2. Mit welchem Budget sollte ich für Display-Anzeigen beginnen?
Beginnen Sie mit einem kleinen Testbudget, mit dem sich genügend Klick- und Konversionsdaten sammeln lassen.
Ziel ist es nicht, sofort zu skalieren. Ermitteln Sie zunächst, welche Quellen, Geräte, Regionen und Werbemittel am besten funktionieren.
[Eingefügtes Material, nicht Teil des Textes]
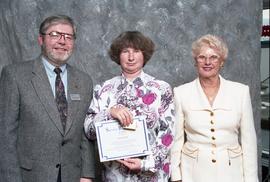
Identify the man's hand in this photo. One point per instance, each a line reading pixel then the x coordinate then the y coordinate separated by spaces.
pixel 133 164
pixel 85 180
pixel 122 114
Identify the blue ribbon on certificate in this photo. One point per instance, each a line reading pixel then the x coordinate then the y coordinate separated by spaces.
pixel 115 142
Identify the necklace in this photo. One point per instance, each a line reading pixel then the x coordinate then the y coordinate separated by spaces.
pixel 211 91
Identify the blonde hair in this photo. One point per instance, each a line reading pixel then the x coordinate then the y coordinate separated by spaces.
pixel 212 41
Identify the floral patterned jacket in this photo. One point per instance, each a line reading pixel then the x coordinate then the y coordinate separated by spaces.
pixel 144 96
Erhöhen Sie das Budget erst, wenn die Kampagne stabile Ergebnisse liefert.
3. Wie oft sollte ich die Werbemittel für Displayanzeigen ändern?
Ändern Sie die Werbemittel, wenn Klickrate, Konversionsrate oder Engagement sinken.
Viele Kampagnen benötigen neue Bilder, Überschriften oder Handlungsaufforderungen (CTA-Texte), nachdem Nutzer dieselbe Anzeige zu oft gesehen haben. Kreative Neuerungen tragen dazu bei, die Werbemüdigkeit zu reduzieren.
4. Eignen sich Display-Anzeigen für Retargeting?
Ja. Displayanzeigen eignen sich gut für Retargeting, da sie Nutzer erreichen, die bereits eine Website besucht, angeklickt, ein Produkt angesehen oder eine Aktion gestartet haben.
Retargeting-Kampagnen erzielen oft bessere Ergebnisse als Kaltakquise-Kampagnen, weil die Zielgruppe die Marke oder das Angebot bereits kennt.
5. Was ist der Hauptgrund dafür, dass Display-Werbekampagnen Geld verschwenden?
Der Hauptgrund ist, dass der Datenverkehr ohne Optimierung auf Quellcodeebene betrieben wird.
Werbetreibende sollten Conversions nach Quelle, Gerät, Region, Werbemittel und Zeit tracken. Schwache Segmente sollten pausiert und die erfolgreichen Segmente skaliert werden.